Seu espaço conta com a musicalização para bebês, por exemplo. Me fale sobre os benefícios?

A criança é essencialmente sensorial e freqüentemente sem ritmo estabelecido. Construir uma relação de prazer com a musica, com os ritmos, explorar a possibilidade de gerar sons de diversas naturezas é uma delicia, principalmente na infância. Os bebês são grandes exploradores e buscadores de novas possibilidades e quando encontram prazer nesse caminho é muito mágico o que acontece.

O senhor também é um grande incentivador da amamentação. Por que? Na sua opinião, até quando um bebê precisa ser amamentado?

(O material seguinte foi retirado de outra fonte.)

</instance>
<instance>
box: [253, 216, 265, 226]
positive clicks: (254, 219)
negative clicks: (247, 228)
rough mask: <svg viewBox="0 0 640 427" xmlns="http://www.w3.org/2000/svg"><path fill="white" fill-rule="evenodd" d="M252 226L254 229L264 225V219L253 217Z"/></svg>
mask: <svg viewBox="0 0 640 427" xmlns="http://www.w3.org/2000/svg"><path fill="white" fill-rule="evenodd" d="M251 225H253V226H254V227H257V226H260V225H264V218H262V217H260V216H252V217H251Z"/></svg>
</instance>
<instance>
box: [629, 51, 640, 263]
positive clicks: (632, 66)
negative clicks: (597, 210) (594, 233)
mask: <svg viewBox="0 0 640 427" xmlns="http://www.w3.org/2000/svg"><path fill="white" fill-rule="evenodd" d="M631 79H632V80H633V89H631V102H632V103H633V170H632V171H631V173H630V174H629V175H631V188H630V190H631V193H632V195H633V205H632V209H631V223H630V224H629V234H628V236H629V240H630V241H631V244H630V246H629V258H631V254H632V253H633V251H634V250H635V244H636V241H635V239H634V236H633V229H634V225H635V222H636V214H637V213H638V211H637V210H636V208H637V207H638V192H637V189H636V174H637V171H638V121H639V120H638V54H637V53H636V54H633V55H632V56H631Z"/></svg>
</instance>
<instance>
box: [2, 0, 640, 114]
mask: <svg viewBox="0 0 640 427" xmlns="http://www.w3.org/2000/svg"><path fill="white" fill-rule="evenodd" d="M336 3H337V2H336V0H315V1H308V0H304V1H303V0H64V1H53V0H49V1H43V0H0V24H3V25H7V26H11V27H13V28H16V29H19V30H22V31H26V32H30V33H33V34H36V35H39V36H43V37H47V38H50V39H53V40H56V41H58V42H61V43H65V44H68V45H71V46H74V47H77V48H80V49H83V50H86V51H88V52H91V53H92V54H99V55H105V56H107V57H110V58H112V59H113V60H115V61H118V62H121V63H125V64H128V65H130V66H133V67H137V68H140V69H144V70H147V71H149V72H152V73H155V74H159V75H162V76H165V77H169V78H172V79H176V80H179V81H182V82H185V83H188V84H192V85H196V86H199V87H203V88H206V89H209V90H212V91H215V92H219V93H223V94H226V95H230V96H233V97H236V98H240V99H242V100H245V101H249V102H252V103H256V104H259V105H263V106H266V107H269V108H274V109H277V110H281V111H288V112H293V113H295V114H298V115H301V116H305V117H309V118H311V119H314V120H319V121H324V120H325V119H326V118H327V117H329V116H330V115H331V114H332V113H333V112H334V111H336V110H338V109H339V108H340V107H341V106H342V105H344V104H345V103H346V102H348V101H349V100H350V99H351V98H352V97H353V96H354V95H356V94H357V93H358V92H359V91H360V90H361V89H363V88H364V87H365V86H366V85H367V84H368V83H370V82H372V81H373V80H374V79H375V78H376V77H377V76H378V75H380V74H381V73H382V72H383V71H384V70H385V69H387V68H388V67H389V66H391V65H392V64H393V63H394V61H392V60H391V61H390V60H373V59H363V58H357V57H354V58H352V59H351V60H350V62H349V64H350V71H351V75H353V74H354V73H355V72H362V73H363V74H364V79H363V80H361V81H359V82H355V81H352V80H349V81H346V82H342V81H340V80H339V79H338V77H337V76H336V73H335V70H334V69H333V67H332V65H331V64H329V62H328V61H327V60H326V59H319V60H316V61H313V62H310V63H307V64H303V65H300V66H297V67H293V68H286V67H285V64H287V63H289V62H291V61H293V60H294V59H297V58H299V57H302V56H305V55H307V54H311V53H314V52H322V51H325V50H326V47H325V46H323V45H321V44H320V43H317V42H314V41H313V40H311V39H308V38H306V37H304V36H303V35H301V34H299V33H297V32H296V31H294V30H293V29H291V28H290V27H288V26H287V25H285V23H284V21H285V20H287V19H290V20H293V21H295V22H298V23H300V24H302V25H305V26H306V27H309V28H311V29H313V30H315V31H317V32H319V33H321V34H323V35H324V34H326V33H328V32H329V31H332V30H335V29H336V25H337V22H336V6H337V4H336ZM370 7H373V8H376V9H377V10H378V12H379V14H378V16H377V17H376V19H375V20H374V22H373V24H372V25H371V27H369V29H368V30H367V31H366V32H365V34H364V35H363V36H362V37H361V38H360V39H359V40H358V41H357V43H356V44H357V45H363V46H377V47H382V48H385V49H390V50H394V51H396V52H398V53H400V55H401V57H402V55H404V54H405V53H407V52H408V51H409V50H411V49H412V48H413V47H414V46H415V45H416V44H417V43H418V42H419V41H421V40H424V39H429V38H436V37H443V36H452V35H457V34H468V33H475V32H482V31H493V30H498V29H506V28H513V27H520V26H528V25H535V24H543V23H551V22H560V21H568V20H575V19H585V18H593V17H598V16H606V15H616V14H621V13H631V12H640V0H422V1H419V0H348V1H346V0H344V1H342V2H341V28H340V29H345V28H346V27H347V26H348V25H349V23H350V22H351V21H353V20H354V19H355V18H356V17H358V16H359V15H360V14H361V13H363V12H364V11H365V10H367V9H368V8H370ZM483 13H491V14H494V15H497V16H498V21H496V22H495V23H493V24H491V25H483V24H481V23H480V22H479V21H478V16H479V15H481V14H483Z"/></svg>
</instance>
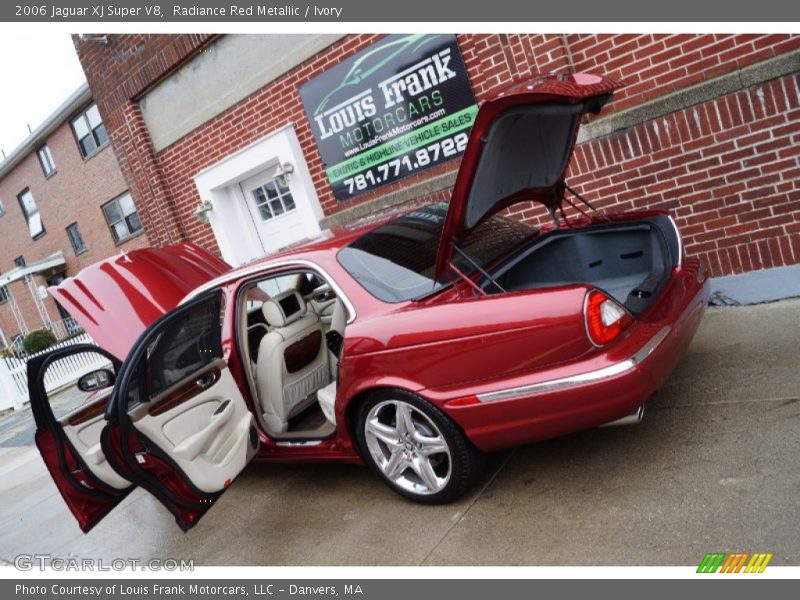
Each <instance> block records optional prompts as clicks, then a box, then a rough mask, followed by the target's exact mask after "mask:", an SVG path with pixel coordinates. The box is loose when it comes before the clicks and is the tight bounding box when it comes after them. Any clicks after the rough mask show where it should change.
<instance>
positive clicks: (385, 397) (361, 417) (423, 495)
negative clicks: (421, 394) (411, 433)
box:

Amamentação quando está bem, quando houve o encontro corporal da mãe com seu filho é uma experiência de muito prazer mútuo. Como estamos falando desta possibilidade de uma experiência de prazer e não de uma mulher com obrigações como mãe, através da amamentação se inicia esse caminho. Não é fácil e tem muita chance de não dar certo pois tem muitos contras no caminho desta mulher. Seu leite é fraco! Você tem pouco leite! De novo no peito? Você vai ficar escrava deste bebe ! e tantas outras coisas que esta mulher vai ter que lidar para conseguir amamentar. Poder ajudar a achar um jeito que seja bom para ela e para seu filho é o principal trabalho do pediatra. A mulher e o bebe devem mamar enquanto estiverem vivendo este momento de prazer mutuo que pode durar 2 anos ou mais. Não tem que durar este tempo, mas pode ir ate lá.

Por ser um neonatologista, o senhor também incentiva o parto humanizado. Como preparar as mães num país conhecido pelo alto número de cesáreas?

A experiência de viver um parto ativo é maravilhosa e transformadora. Se descobrir capaz de gestar, parir e nutrir podem ser a experiência mais mágica da vida desta mulher. Eu recomendo sim! Saber escolher uma equipe favorável ao parto natural e que prepare no pré natal esta família para viver esta experiência é fundamental para dar certo. Na sala de espera deste profissional deve haver mulheres que tiveram este parto e podem falar dele. Durante a consulta este assunto deve ser tratado em todas as consultas O profissional de parto que faz parto normal e natural costuma desmarcar consultas já que parto é imprevisível

A mãe tem uma ligação intima com o bebê desde a gestação. Neste cenário, qual é o papel do pai?

O papel do pai é ser pai e não ajudante de mãe. É também se transportar para este novo lugar e se transformar como ser humano e cidadão. Poder estar presente nos vários momentos desde o parto ate a idade mais adulta de seu filho, acolhendo esta criança nas suas constantes experimentações da vida. Na alegria e na tristeza. Na saúde e na doença.

Não tem um jeito certo, um modelo ou uma técnica. O que tem é que se arriscar e estar presente dando banho, trocando fralda, atendendo seu filho de madrugada. Assim se constrói a paternidade de forma mais ativa.

A escolha do pediatra para alguns pais não é uma tarefa fácil. Qual dica o senhor dá para os pais de Rio Preto nesta hora.

Me formei em Ribeirão Preto e conheci muitos pediatras que me ajudaram a decidir qual caminho seguir. Sei que Rio Preto tem uma boa escola de maedicina e que conta com excelentes profissionais. Encontrar um profissional que troque informações que lhe façam sentido e que tenha escuta é o melhor caminho.

O senhor indica consultas pediátricas em grupos familiares. Como funciona? Quais são os benefícios?

A consulta em grupo é rica em trocas e possibilita discutir vários assuntos, inclusive questões que nem tinham sido pensadas por alguns dos presentes. É uma situação de muita troca e possibilidade de empatia por perceber que as questões em varias famílias podem ser parecidas. Geralmente são 6 familias que trazem perguntas e vamos conversando sobre elas, por mais ou menos 2 hs. Depois examino cada criança.